Created in part to shift from the mental anguish created by the effects of the COVID-19 pandemic, the retreats are led by some of Fort Lauderdale’s premier wellness experts, including Pam Butler, a certified Chopra primordial sound meditation instructor and yoga teacher, and Lauren Cobb, a yoga instructor and natural healer. The two have combined forces with Dean Max—a legendary chef whose farm-to-table ethos inspired a culinary generation including James Beard Foundation favorite Jeremy Ford—to create programming for Pink Sands.
With three total retreats already in the books and plans for quarterly wellness events that embrace fitness, spiritual exploration and culinary offerings with multiple chef appearances, these multiday immersions provide movement instruction, nutritious meals and expert-led meditation sessions—all set against a majestic island backdrop.
When you do meditation and movement and yoga, look at it like it’s mental floss: You’re getting into the nooks and crannies and cleaning it out.
— Pam Butler
Multicourse family-style dinners are held at the on-site restaurant Malcolm 51 with a menu of sea-to-table grilled octopus, island curry seafood soup, and spicy lobster and shrimp ragout.

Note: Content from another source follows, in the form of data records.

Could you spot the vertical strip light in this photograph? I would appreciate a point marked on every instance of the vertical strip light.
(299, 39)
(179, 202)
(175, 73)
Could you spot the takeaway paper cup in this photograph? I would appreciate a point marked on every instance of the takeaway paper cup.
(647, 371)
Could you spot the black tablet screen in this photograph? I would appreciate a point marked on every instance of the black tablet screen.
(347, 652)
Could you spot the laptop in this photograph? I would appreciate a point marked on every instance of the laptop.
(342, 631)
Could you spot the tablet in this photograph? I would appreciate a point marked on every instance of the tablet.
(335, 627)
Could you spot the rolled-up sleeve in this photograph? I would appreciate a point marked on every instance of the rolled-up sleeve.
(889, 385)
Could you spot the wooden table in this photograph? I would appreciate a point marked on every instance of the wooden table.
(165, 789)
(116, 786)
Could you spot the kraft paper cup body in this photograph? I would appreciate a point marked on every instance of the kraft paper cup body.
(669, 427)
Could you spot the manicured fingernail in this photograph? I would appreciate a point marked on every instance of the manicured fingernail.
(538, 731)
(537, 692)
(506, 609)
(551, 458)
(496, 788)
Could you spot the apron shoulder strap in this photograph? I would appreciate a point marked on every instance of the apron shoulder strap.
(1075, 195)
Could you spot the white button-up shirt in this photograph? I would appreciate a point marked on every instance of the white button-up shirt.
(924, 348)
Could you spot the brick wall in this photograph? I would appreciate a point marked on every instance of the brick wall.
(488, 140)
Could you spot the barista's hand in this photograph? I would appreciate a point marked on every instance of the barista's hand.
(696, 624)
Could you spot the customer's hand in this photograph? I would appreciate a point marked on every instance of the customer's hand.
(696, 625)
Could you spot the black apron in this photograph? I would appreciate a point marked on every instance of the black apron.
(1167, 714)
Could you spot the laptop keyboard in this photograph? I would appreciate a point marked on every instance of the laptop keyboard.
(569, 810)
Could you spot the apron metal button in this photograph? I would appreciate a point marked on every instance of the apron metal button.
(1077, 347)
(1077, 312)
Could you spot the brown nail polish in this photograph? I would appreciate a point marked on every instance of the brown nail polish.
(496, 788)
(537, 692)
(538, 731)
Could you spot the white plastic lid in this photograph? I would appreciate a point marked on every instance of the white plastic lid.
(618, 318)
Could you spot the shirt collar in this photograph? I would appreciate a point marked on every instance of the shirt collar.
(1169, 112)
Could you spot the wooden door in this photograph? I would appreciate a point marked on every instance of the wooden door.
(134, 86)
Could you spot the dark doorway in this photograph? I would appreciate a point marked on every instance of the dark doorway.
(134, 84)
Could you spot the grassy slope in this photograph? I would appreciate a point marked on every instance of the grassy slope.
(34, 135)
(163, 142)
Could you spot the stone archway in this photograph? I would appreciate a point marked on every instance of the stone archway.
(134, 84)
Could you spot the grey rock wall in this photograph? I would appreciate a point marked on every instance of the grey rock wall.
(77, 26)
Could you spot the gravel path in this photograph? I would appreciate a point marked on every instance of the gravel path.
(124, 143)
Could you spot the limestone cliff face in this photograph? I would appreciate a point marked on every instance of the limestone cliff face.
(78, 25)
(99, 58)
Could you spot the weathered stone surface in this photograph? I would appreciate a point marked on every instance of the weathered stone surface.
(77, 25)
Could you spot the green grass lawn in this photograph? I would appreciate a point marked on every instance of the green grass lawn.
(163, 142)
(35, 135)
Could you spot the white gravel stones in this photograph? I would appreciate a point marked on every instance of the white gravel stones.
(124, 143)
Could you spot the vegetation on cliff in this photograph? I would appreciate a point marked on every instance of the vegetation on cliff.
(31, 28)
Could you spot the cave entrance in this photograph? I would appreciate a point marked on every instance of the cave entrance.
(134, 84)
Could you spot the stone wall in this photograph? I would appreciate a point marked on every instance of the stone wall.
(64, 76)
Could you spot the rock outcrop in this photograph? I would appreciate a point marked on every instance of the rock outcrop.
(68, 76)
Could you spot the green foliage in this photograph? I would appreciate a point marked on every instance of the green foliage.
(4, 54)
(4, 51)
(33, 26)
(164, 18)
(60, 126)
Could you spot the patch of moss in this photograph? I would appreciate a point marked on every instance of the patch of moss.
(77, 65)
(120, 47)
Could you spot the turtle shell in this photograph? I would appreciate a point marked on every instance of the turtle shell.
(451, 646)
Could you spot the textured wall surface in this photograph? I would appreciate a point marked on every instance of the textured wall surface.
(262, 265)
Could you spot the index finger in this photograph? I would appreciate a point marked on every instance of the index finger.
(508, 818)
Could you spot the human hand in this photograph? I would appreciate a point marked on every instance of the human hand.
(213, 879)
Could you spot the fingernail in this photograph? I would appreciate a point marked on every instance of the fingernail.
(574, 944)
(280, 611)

For something more casual with a five-star view, guests can head over to Blue Bar and Kitchen, an oceanfront spot serving entrees of avocado toast, conch salad, yellowfin tuna poke bowl and house smoked mahi dip. On-the-beach group classes, including morning jogs led by chef Max, are followed by wellness shots for a refreshing morning jolt.

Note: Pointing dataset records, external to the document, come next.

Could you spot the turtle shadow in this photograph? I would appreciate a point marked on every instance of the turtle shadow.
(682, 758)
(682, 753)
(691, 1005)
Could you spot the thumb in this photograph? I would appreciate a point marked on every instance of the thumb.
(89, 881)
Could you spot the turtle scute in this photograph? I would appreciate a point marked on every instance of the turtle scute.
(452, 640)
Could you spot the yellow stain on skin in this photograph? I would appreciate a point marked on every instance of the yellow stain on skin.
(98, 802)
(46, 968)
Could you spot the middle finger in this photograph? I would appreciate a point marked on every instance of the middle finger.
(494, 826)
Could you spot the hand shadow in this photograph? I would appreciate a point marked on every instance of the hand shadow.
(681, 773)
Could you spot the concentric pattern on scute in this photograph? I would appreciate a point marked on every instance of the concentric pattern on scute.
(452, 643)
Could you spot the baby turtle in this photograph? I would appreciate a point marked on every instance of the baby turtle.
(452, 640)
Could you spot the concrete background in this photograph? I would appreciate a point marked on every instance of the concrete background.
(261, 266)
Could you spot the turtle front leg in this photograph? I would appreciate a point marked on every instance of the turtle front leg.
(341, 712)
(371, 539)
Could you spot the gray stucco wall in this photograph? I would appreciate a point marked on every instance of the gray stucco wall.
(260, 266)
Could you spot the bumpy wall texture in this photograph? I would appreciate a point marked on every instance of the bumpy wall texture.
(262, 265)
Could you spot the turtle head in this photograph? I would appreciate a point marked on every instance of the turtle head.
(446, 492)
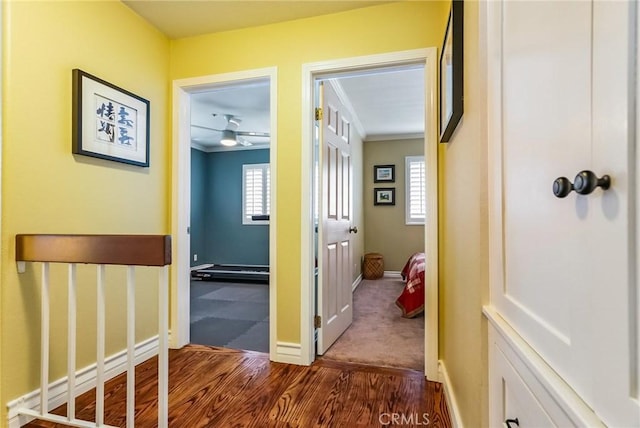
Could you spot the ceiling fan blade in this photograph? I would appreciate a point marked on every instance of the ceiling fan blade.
(244, 142)
(207, 128)
(253, 134)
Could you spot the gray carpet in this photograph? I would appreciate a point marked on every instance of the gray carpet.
(230, 315)
(379, 334)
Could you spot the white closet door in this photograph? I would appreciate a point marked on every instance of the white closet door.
(563, 275)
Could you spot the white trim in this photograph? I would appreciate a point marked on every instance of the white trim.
(85, 381)
(452, 403)
(344, 99)
(394, 274)
(356, 283)
(310, 71)
(204, 266)
(180, 210)
(288, 352)
(236, 148)
(395, 137)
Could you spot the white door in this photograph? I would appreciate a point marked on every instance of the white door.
(560, 94)
(335, 296)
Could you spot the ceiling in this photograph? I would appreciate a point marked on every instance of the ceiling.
(388, 104)
(186, 18)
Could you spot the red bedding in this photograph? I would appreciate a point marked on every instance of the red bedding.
(411, 301)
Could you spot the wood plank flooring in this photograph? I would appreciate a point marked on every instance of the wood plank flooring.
(216, 387)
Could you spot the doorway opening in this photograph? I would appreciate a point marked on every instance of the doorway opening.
(312, 73)
(383, 205)
(223, 198)
(230, 206)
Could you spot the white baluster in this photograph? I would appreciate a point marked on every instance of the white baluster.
(44, 341)
(163, 348)
(100, 314)
(71, 345)
(131, 341)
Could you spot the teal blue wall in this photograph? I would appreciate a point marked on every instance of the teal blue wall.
(198, 179)
(224, 239)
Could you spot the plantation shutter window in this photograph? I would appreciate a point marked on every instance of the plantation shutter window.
(256, 184)
(415, 190)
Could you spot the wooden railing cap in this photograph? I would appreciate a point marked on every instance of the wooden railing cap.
(131, 250)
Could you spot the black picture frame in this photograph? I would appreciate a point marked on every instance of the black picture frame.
(109, 122)
(384, 173)
(451, 72)
(384, 196)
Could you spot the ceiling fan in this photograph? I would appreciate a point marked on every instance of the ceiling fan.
(230, 134)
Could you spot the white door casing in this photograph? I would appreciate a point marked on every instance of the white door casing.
(563, 269)
(335, 295)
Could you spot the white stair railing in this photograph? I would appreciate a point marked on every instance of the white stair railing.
(101, 250)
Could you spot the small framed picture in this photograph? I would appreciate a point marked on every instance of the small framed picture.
(384, 196)
(109, 122)
(384, 173)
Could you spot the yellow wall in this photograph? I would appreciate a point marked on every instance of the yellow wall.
(386, 28)
(463, 230)
(386, 231)
(46, 189)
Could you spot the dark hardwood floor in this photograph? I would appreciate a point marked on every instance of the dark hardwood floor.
(216, 387)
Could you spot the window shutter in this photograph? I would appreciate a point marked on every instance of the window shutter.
(415, 190)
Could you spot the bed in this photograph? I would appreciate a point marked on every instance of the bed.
(231, 272)
(411, 301)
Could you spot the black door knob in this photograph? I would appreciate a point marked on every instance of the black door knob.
(586, 182)
(562, 187)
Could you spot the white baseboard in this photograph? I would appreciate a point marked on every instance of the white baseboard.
(356, 283)
(287, 352)
(85, 381)
(452, 403)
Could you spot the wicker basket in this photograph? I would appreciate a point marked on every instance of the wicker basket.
(373, 266)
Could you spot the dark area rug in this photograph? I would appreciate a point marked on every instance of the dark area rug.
(379, 334)
(230, 315)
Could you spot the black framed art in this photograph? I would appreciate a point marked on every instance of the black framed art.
(384, 196)
(384, 173)
(109, 122)
(451, 72)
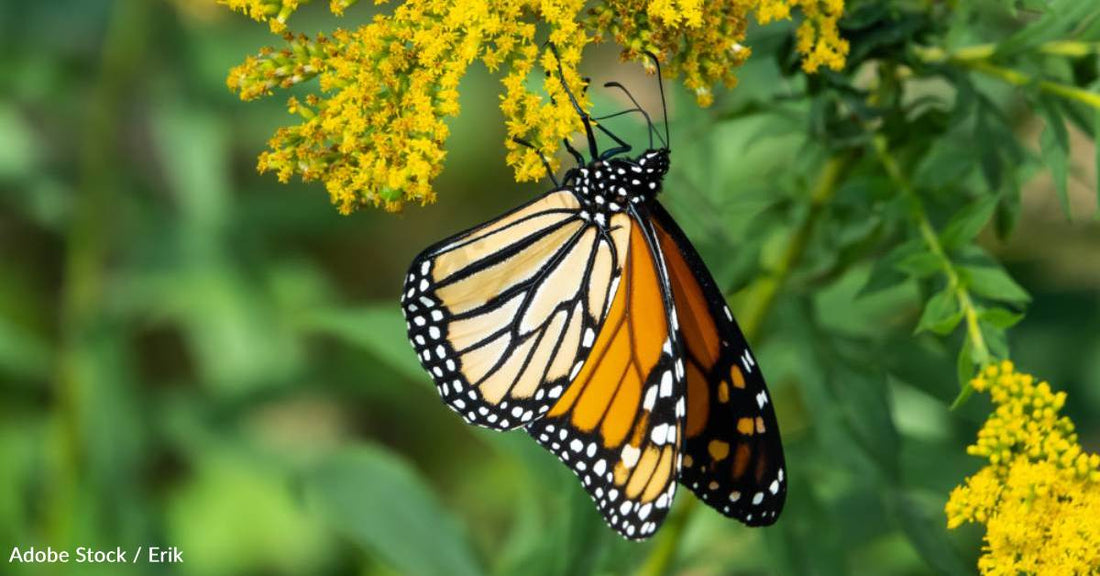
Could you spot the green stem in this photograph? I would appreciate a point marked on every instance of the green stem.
(932, 241)
(87, 252)
(978, 58)
(763, 296)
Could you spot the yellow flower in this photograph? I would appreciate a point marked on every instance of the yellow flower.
(1040, 494)
(374, 130)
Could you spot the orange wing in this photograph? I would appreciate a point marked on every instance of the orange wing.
(618, 424)
(733, 453)
(503, 316)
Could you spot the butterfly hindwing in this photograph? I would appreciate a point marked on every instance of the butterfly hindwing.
(618, 425)
(504, 314)
(733, 454)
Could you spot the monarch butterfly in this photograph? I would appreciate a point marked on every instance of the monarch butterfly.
(586, 318)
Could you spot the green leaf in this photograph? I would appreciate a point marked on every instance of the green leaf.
(378, 329)
(921, 264)
(1060, 17)
(993, 283)
(948, 162)
(997, 340)
(1000, 318)
(941, 313)
(968, 222)
(376, 500)
(1054, 144)
(923, 523)
(884, 272)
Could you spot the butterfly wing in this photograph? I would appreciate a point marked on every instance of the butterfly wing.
(618, 424)
(504, 314)
(733, 454)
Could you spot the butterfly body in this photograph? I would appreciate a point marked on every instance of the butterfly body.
(586, 318)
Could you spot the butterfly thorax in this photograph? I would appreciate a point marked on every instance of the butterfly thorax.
(609, 186)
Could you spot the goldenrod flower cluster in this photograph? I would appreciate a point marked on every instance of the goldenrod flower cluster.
(1040, 494)
(374, 129)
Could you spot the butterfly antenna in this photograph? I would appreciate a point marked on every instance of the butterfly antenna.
(584, 117)
(546, 163)
(637, 108)
(660, 86)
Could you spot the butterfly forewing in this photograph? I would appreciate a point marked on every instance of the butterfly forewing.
(618, 424)
(503, 316)
(733, 454)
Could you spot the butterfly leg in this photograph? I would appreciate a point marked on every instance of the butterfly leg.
(593, 150)
(546, 163)
(622, 148)
(637, 108)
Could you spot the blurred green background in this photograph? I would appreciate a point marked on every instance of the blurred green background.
(193, 355)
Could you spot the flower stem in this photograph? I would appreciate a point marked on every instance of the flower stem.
(763, 296)
(931, 240)
(978, 58)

In addition, it’s also a chance to experience a moment of connection—with a community and oneself. “Mental hygiene is important,” says Butler, whose meditation sessions and breathwork guidance leaves participants feeling less stressed and more present. “When you do meditation and movement and yoga, look at it like it’s mental floss: You’re getting into the nooks and crannies and cleaning it out.”

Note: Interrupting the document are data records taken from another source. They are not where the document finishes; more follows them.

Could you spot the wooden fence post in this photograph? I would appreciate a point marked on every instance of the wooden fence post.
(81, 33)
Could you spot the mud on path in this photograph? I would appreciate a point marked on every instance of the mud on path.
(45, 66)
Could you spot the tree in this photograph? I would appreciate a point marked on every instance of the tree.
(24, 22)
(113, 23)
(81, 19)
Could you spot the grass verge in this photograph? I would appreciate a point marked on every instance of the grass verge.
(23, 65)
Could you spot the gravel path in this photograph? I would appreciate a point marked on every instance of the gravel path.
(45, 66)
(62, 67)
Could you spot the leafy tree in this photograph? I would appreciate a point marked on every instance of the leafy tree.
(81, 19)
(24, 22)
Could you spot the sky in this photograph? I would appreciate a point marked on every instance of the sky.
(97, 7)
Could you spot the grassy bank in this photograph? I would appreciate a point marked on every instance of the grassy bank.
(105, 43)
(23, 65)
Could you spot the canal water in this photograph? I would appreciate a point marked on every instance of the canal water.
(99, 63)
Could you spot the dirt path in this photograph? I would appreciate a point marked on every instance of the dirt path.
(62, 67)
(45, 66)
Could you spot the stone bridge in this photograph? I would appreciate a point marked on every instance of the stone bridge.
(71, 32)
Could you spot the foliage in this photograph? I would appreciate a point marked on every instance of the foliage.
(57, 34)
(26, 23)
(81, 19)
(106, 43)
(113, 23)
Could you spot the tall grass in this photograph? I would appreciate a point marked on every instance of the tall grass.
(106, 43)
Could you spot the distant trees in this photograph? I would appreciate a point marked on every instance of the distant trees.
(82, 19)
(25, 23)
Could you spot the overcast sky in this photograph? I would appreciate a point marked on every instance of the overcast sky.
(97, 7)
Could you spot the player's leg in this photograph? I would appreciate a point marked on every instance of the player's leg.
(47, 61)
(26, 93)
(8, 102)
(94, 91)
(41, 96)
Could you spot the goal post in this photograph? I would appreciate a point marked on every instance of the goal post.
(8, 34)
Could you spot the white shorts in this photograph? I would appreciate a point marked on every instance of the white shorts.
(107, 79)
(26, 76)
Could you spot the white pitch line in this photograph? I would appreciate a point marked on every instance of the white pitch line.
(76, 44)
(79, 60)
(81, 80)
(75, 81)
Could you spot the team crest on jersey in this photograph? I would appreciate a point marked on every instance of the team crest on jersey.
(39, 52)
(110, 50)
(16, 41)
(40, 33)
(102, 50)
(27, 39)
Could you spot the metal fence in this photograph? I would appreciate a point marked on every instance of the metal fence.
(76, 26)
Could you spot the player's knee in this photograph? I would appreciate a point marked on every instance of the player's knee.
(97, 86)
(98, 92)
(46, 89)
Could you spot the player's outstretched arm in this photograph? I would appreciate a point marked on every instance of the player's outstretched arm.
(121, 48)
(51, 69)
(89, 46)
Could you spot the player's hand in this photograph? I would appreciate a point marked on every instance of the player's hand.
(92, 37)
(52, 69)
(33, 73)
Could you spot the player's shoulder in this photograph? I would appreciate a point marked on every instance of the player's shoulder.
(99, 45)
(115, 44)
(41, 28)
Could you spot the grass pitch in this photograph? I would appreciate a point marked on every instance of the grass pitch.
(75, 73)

For Cobb, the effectiveness of these retreats isn’t just in the number of participants, but in the bonds that are formed between them. In their two most recent gatherings, nearly 30 practitioners from all over the nation attended the first event, and about half of the members of that group returned for the second series, excited to rekindle a bond.
“No matter where they are in the world, they will always have this network that they can go back to,” Cobb says. “This isn’t just about a community on a weekend retreat; it goes beyond that. They are here to make lifelong connections.”
The bottom line? Namaste-ing in an unspoiled setting with like-minded people might just be what the doctor ordered.